New ideas are often combinations of existing ideas, a point emphasized by Romer (1993) and Weitzman (1998). But this insight is largely absent from state-of-the-art models. Separately, Kortum (1997) created a new framework for modeling growth, one where ideas are draws from a probability distribution, and argued that the Pareto distribution plays an essential role. What happened to the Romer-Weitzman observation that combinations matter, and do we really need to make such a strong distributional assumption to get growth? This paper shows that combinatorial increases in the number of draws from standard thin-tailed distributions leads to exponential economic growth.

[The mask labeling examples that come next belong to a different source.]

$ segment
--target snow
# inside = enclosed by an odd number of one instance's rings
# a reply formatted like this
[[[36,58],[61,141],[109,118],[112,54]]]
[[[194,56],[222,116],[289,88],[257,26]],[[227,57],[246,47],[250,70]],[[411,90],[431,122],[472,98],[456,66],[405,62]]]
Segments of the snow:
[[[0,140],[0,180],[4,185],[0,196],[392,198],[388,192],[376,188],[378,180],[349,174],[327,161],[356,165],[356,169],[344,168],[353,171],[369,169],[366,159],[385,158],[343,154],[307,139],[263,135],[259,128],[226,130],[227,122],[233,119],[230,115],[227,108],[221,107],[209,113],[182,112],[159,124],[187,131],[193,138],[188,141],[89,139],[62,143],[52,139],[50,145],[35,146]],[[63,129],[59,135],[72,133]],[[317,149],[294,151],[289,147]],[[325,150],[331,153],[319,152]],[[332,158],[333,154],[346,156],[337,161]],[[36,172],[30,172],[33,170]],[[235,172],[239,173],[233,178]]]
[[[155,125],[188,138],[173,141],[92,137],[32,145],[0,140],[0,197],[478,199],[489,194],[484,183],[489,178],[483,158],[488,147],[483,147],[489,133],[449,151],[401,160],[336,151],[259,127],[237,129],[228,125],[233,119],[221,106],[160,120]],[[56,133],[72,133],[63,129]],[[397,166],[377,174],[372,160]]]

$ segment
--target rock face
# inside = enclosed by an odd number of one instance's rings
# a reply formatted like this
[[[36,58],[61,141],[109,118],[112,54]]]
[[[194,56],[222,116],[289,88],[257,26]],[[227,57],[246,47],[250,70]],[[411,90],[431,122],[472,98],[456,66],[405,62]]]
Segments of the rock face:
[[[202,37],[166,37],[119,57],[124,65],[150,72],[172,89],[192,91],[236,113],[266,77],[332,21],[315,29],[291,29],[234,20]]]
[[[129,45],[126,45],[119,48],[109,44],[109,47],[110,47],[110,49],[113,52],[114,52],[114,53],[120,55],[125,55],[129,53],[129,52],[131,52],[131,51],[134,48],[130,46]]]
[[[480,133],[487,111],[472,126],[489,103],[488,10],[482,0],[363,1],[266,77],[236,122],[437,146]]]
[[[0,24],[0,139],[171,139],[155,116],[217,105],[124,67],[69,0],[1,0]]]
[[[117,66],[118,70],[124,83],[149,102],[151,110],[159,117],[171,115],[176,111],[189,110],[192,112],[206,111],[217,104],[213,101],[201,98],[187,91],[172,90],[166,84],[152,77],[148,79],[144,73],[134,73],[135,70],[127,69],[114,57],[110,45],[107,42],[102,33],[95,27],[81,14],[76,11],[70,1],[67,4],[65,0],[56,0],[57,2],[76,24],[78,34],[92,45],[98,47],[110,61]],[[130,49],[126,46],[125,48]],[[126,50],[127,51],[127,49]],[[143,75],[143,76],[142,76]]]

More broadly, the paper provides a theorem linking the behavior of the max extreme value to the number of draws and the shape of the upper tail for probability distributions.


About Chad Jones

Charles I. Jones is The STANCO 25 Professor of Economics at Stanford Graduate School of Business and a research associate of the National Bureau of Economic Research. Professor Jones has been honored as a member of the American Academy of Arts and Sciences, a fellow of the Econometric Society, and a co-editor of Econometrica. He is currently the area coordinator for the economics group at Stanford GSB.

Professor Jones is the author of numerous research papers as well as two textbooks, Introduction to Economic Growth (2013) and Macroeconomics (2020).